Se não for iniciado um novo diálogo a partir do texto, ele permanece parado, morto, sem dizer nada. Aliás, ao pensar nisso, lembro-me da história de Amon e Thoth, contada por Sócrates no Fedro. O texto tem apenas a aparência de estar vivo. Enquanto o lemos, parece que o autor conversa conosco. Mas é apenas uma impressão: quando surge uma dúvida, ele se cala. Se o interrogarmos, só pode repetir o que já foi dito. Se o leitor não for acompanhado por um mestre vivo, ou se não tiver engenho para a leitura meditativa, em suma, se ele mesmo não fizer o processo dialético, não é possível avançar em filosofia.
Talvez a dialética seja a técnica de leitura filosófica por excelência — embora mais justo seria chamá-la não de técnica de leitura, mas de técnica de investigação. Ler simplesmente por ler envolve apenas decodificar e memorizar informação. A dialética, porém, é ativa num outro sentido: ela ultrapassa o que foi lido e toca justamente no que não foi compreendido.
De onde vem essa dinâmica da incompreensão? A dúvida só pode surgir num universo interior de certezas e sentimentos. O que é claro para um pode ser obscuro para outro. Alguém pode se enganar pensando que entendeu; outro, mais atento e sincero, pode confessar que nada compreendeu. Assim opera a dialética: um caminho de atenção ao outro e a si mesmo, na busca da verdade.
Sócrates acreditava que era isso mesmo que nos torna felizes: examinar nossas vidas, purificar-nos das falsas certezas, conversar sobre a virtude, a verdade, o bem, a beleza. Tudo porém com máxima consciência, sem negligência, sem fingir que sabe. Conhecendo os próprios limites, mas sem perder a esperança, espera-se a inspiração divina. Essa esperança ativa diante do mistério vale mais do que enganar-se. Ainda que, no fim, nossa sabedoria se resuma à consciência da própria ignorância.
É assim que me sinto diante de Platão, de Aristóteles e de todos os filósofos que li. A diferença, talvez, esteja nisto: Platão me ensina a dialogar; os demais supõem que eu já sei. Se eu mesmo não iniciar o processo dialético com eles, não avanço. Mas como dialogar com um autor ausente? Voltamos ao problema de Thoth e Amon. Só me resta meditar, imaginar hipóteses do que ele poderia ter dito, querido dizer ou respondido.

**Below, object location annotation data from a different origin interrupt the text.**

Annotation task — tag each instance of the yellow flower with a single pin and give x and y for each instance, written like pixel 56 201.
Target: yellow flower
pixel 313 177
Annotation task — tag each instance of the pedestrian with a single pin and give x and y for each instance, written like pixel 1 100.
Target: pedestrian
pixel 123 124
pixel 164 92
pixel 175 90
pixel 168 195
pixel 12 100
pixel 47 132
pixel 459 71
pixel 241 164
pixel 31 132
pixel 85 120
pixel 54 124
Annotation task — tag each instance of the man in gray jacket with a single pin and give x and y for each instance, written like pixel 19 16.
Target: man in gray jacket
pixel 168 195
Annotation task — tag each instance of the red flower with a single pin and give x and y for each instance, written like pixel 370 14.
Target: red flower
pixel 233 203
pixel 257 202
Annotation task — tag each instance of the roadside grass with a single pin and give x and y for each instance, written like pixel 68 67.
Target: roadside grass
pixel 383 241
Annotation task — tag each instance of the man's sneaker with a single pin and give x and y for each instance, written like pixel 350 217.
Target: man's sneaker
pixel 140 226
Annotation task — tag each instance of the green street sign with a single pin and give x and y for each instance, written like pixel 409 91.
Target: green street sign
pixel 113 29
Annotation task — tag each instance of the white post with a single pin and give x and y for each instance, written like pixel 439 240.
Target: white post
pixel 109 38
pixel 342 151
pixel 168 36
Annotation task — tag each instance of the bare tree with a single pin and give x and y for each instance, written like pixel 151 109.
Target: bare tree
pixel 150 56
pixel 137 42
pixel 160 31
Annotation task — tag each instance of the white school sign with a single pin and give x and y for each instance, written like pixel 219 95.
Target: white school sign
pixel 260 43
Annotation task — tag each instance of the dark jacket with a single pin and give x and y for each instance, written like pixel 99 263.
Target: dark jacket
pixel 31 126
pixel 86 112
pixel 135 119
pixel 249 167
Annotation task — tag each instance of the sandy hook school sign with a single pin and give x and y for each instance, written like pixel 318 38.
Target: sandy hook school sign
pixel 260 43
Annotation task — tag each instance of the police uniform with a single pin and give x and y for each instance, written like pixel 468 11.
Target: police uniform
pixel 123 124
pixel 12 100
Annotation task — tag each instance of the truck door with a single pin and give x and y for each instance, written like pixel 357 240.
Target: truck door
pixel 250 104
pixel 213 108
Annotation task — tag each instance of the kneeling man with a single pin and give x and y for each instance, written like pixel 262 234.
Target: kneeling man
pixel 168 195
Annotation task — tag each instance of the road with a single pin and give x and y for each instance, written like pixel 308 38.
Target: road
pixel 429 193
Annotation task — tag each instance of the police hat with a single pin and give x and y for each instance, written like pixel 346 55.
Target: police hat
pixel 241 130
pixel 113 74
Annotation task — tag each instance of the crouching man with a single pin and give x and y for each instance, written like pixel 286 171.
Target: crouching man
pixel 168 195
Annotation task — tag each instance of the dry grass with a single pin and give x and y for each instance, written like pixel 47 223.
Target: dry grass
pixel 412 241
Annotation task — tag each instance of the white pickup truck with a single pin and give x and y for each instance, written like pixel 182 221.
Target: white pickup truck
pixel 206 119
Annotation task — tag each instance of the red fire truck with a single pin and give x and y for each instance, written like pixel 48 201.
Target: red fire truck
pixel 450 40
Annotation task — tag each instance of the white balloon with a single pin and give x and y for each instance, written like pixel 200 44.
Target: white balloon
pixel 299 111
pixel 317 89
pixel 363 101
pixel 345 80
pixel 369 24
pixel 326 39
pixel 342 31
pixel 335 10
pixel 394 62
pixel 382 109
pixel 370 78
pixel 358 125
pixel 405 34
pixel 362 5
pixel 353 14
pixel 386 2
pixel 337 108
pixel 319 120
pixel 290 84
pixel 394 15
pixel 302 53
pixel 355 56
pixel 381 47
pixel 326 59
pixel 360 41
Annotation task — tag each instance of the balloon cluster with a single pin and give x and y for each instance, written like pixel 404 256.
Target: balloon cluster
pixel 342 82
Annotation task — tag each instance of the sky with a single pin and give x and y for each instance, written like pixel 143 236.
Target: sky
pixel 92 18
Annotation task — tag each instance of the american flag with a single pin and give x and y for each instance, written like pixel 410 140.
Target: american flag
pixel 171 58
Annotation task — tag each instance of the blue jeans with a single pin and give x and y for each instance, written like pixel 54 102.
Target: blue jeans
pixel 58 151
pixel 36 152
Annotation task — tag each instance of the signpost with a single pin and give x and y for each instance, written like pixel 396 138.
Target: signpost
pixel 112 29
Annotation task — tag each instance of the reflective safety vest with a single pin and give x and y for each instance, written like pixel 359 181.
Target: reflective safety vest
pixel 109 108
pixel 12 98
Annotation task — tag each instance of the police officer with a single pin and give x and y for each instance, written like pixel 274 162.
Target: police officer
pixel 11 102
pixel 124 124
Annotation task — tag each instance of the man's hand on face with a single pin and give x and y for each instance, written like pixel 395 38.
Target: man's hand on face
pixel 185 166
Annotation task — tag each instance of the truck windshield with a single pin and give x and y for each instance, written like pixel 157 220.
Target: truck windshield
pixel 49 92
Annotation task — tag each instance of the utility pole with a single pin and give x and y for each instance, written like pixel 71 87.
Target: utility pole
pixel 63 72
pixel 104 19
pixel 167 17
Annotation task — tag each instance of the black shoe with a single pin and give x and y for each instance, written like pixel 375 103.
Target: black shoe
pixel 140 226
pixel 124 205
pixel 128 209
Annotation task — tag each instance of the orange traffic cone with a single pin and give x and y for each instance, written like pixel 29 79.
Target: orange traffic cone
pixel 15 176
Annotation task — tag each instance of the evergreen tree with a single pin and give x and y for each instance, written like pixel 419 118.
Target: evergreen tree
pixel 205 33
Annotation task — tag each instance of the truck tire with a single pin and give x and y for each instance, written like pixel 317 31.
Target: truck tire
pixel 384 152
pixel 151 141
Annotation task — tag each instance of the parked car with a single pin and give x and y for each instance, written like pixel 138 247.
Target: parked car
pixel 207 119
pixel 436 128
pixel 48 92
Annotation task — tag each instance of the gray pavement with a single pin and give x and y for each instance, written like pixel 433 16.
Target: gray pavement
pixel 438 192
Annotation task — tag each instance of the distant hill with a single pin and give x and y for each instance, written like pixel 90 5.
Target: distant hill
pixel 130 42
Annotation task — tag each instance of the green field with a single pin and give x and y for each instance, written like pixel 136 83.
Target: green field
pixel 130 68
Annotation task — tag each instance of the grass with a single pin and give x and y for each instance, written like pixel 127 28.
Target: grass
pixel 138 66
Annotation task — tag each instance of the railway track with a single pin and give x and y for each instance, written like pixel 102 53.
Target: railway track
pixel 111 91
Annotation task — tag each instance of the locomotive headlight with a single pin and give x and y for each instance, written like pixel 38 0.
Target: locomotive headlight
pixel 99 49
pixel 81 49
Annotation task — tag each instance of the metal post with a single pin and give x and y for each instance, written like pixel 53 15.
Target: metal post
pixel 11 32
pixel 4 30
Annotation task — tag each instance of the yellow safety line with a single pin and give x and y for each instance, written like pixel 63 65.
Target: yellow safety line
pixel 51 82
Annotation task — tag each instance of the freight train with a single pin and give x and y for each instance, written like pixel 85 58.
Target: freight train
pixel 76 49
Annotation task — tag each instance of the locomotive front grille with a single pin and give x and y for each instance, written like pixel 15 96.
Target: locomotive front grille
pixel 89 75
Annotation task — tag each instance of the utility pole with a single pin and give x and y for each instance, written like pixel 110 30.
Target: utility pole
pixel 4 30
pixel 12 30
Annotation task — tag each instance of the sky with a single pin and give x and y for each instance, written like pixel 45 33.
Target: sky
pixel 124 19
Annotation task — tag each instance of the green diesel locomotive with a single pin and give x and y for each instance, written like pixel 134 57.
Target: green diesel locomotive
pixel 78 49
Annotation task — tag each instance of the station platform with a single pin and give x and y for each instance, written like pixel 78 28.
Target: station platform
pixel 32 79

Mas essa imaginação já é incerta em seus efeitos — será que consigo imaginar com precisão a abordagem correta? Serei criativo o bastante para conceber múltiplas respostas possíveis?

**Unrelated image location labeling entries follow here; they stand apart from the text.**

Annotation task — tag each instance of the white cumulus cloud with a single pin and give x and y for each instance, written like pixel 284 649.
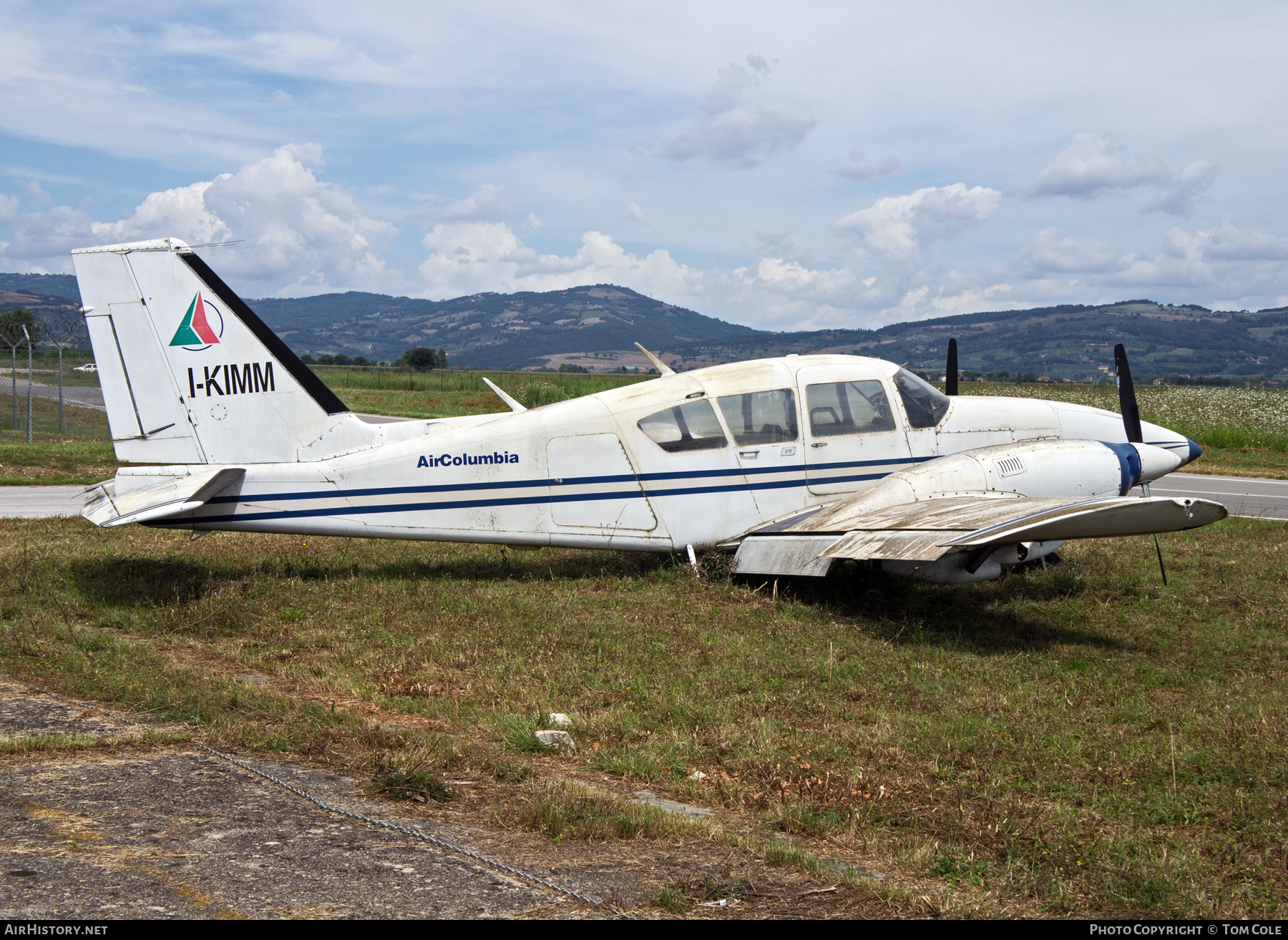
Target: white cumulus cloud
pixel 732 129
pixel 298 233
pixel 899 227
pixel 1090 167
pixel 859 169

Para errar menos na meditação, é conveniente ter um mestre e muitos amigos filósofos interessados no mesmo assunto. Como diz o ditado, "duas cabeças pensam melhor que uma". Infelizmente, não encontro ninguém para conversar sobre essas coisas. Sócrates era mais bem-aventurado, pois todo dia encontrava alguém para conversar. Hoje, porém, raramente alguém se dispõe a manter uma conversação sobre o que realmente importa para a vida humana. Às vezes tocam num assunto essencial, mas logo fogem dele, correndo atrás das banalidades do cotidiano. Então, sinto-me como Diógenes, perambulando pelo mercado com uma lamparina acesa em pleno dia à procura de um ser humano. Não encontro — mas nem por isso perco a esperança.

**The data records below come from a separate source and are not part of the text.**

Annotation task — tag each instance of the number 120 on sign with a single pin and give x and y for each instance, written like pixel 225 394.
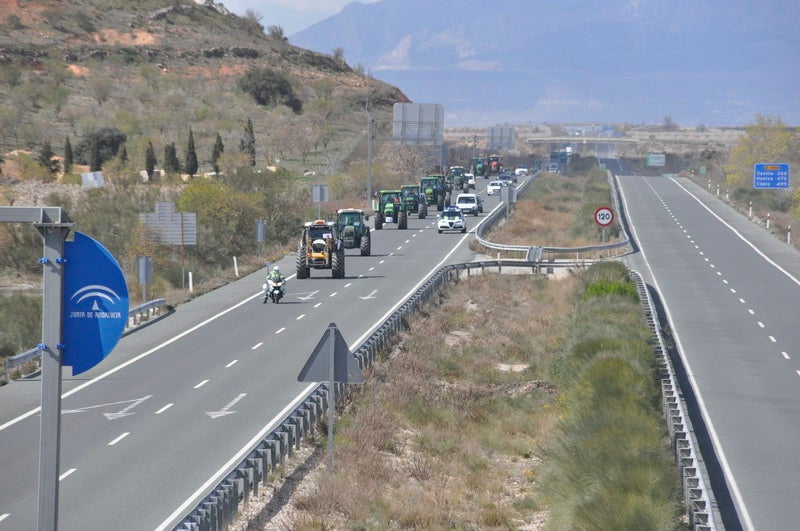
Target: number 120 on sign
pixel 604 216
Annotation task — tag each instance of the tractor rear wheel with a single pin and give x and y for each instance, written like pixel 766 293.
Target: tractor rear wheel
pixel 366 244
pixel 300 262
pixel 337 264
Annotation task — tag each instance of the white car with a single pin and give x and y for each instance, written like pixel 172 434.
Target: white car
pixel 469 203
pixel 470 180
pixel 451 218
pixel 494 187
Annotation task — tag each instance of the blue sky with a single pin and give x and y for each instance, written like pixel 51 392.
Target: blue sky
pixel 291 15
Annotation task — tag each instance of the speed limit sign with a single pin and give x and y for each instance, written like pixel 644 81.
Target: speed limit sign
pixel 604 216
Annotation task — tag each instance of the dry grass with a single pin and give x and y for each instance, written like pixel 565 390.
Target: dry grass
pixel 439 436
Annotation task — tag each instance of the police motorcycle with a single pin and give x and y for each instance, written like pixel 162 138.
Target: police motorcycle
pixel 274 289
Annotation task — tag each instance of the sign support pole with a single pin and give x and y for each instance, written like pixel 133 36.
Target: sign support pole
pixel 331 395
pixel 50 430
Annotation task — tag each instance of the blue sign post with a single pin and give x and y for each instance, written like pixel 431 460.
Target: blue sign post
pixel 95 303
pixel 771 175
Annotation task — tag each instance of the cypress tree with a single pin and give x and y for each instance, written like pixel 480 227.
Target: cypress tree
pixel 95 164
pixel 171 163
pixel 249 142
pixel 68 156
pixel 150 160
pixel 219 148
pixel 46 154
pixel 191 156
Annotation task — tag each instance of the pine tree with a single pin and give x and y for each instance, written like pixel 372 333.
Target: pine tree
pixel 150 160
pixel 95 163
pixel 191 156
pixel 171 162
pixel 219 148
pixel 68 156
pixel 249 142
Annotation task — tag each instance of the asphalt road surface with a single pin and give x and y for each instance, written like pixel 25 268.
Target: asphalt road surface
pixel 731 292
pixel 145 431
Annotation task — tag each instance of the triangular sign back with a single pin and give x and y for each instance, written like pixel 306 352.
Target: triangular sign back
pixel 345 365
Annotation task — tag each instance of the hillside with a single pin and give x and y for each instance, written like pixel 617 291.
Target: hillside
pixel 155 69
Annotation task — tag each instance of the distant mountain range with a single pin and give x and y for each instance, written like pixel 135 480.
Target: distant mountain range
pixel 516 61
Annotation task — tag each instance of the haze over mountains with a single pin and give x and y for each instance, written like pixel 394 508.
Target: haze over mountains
pixel 516 61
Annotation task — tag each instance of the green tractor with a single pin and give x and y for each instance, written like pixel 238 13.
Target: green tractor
pixel 352 227
pixel 390 210
pixel 413 200
pixel 479 167
pixel 320 248
pixel 457 179
pixel 433 187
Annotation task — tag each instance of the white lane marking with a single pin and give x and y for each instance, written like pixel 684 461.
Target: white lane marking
pixel 118 439
pixel 66 474
pixel 726 468
pixel 738 234
pixel 226 410
pixel 143 355
pixel 225 468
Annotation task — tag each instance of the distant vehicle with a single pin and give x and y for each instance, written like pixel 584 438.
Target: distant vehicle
pixel 470 180
pixel 494 187
pixel 468 203
pixel 508 176
pixel 451 219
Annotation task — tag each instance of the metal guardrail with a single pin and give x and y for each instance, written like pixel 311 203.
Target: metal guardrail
pixel 538 253
pixel 695 493
pixel 219 506
pixel 136 316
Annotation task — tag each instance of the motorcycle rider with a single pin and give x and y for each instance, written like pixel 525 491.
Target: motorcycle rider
pixel 274 276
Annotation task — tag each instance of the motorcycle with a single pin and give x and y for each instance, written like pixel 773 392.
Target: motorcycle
pixel 273 289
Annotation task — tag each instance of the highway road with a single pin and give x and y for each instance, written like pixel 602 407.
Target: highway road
pixel 731 292
pixel 144 431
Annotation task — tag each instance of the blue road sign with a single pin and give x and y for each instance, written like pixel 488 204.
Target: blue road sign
pixel 771 175
pixel 95 303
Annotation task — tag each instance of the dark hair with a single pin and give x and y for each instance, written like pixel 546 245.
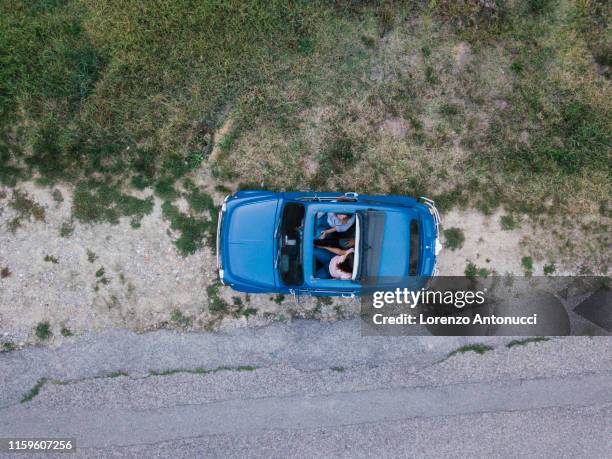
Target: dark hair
pixel 347 264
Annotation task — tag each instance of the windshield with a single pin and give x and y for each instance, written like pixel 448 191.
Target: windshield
pixel 370 241
pixel 289 237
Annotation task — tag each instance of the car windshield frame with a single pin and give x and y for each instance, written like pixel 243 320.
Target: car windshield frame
pixel 289 237
pixel 370 244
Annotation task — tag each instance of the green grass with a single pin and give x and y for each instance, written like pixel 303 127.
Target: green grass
pixel 216 304
pixel 453 238
pixel 43 331
pixel 34 391
pixel 477 348
pixel 526 341
pixel 527 264
pixel 508 222
pixel 89 93
pixel 66 229
pixel 180 319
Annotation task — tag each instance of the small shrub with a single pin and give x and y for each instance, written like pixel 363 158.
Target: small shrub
pixel 43 331
pixel 508 223
pixel 527 264
pixel 368 41
pixel 430 75
pixel 51 259
pixel 57 196
pixel 278 299
pixel 453 238
pixel 449 110
pixel 67 229
pixel 34 391
pixel 164 188
pixel 180 319
pixel 216 304
pixel 91 256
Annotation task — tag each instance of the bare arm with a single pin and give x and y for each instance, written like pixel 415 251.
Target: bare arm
pixel 335 250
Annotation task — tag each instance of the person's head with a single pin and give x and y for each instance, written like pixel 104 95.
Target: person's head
pixel 347 264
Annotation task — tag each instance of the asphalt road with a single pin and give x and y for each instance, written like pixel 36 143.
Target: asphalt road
pixel 312 389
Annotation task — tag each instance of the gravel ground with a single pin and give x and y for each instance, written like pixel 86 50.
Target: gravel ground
pixel 147 279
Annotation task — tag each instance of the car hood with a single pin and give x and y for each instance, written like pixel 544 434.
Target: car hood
pixel 249 243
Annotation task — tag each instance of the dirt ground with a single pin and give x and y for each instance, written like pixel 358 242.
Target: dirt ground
pixel 106 275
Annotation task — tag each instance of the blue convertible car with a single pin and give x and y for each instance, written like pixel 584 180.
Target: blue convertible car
pixel 271 242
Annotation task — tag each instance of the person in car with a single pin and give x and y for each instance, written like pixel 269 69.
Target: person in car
pixel 335 223
pixel 334 263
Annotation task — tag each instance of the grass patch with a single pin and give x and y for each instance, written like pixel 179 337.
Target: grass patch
pixel 25 209
pixel 34 391
pixel 51 259
pixel 526 341
pixel 43 331
pixel 180 319
pixel 472 271
pixel 7 346
pixel 192 230
pixel 477 348
pixel 97 202
pixel 200 370
pixel 508 222
pixel 216 304
pixel 453 238
pixel 549 269
pixel 67 229
pixel 117 374
pixel 527 264
pixel 5 272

No fim das contas, não se trata apenas de saber o que o autor quis dizer, mas de buscar a verdade. Contudo, compreender o autor com máxima precisão é um ato de justiça — e também um passo decisivo na dialética. A riqueza do pensamento do outro pode ajudar-nos não só a vislumbrar a verdade, mas a compreender o próprio problema e as dificuldades envolvidas no conhecer. Como nos lembra o Padre Sertillanges: tudo importa — inclusive os erros dos sábios.